The Government has been accused of breaching a Treaty of Waitangi settlement over its treatment of the embattled Te Wananga O Aotearoa.
The Aotearoa Institute, the wananga's parent body, filed a claim in the Waitangi Tribunal yesterday alleging that the Crown had failed to honour part of a 1998 treaty settlement reached between the Crown and the wananga.
Institute spokesman Harold Maniapoto said yesterday that the Government had failed to provide a $20 million suspensory loan, which was to have been paid last year on top of $40 million already paid to the wananga.
"The Crown has made a mockery of the Treaty of Waitangi and the principle of partnership and is squarely to blame for the financial predicament and negative publicity that has hounded the wananga this year," he said.
In 1998, the wananga, with Te Wananga o Raukawa and Te Whare Wananga o Awanuiarangi, lodged a claim alleging the Crown had failed to fund wananga equitably compared with other tertiary education providers.
The tribunal agreed and recommended a one-off payment to all wananga to cover the cost of establishment, and further funding to bring the wananga up to the standard of other organisations.
Included in the Aotearoa wananga's settlement was a $20 million suspensory loan to be paid from last year, which would become capital funding if it met Education Ministry requirements.
Mr Maniapoto said non-payment of the suspensory loan caused the wananga's financial crisis and compelled it to accept the appointment of a crown manager, a situation he said was costing it about $90,000 a month.
He said he was confident that advice from the institute's lawyers would show the Government had failed to honour its part of the settlement.
Last month, Education Minister Trevor Mallard came under fire from opposition MPs in Parliament for approving payments of millions of dollars to the wananga despite it exceeding a Pakeha number requirement.
Mr Mallard said because the wananga exceeded the 6400 Maori student numbers required by the deed, enrolling 20,400, it would have been "unreasonable" not to make the payments.

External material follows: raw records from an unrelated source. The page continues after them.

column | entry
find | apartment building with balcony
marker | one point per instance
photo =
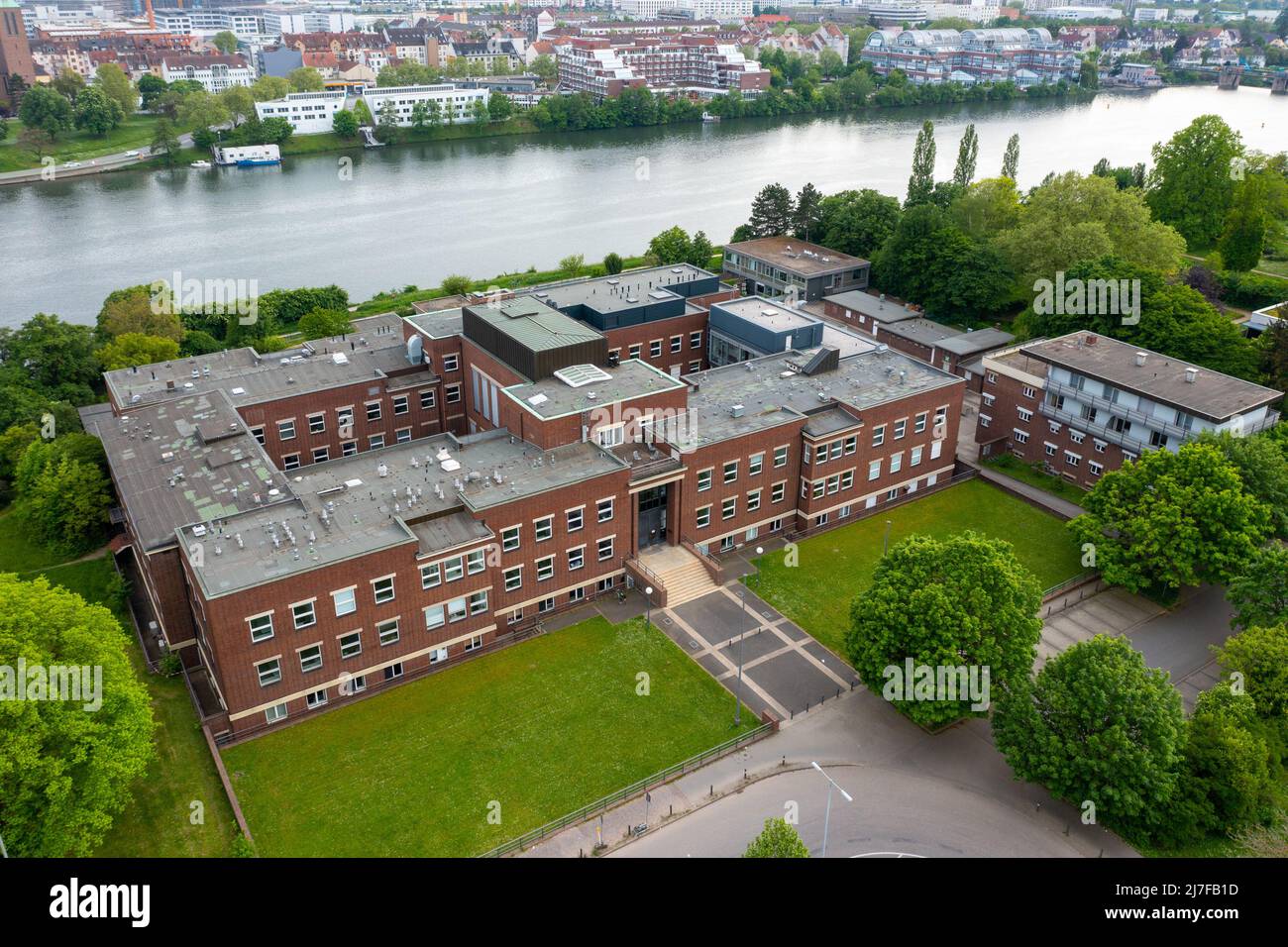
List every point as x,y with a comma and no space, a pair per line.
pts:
325,522
1085,403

Mr Maniapoto said a date for hearing the claim was expected in the next two weeks.
The background
* Te Wananga O Aotearoa was promised a $20 million suspensory loan from the Government as part of a 1998 Treaty of Waitangi settlement.
* The wananga says the Government's failure to pay caused its financial problems. It has now filed a breach of settlement claim.
* The Government has said it held back the money because it was concerned about governance and the wananga having too many Pakeha students compared with Maori students.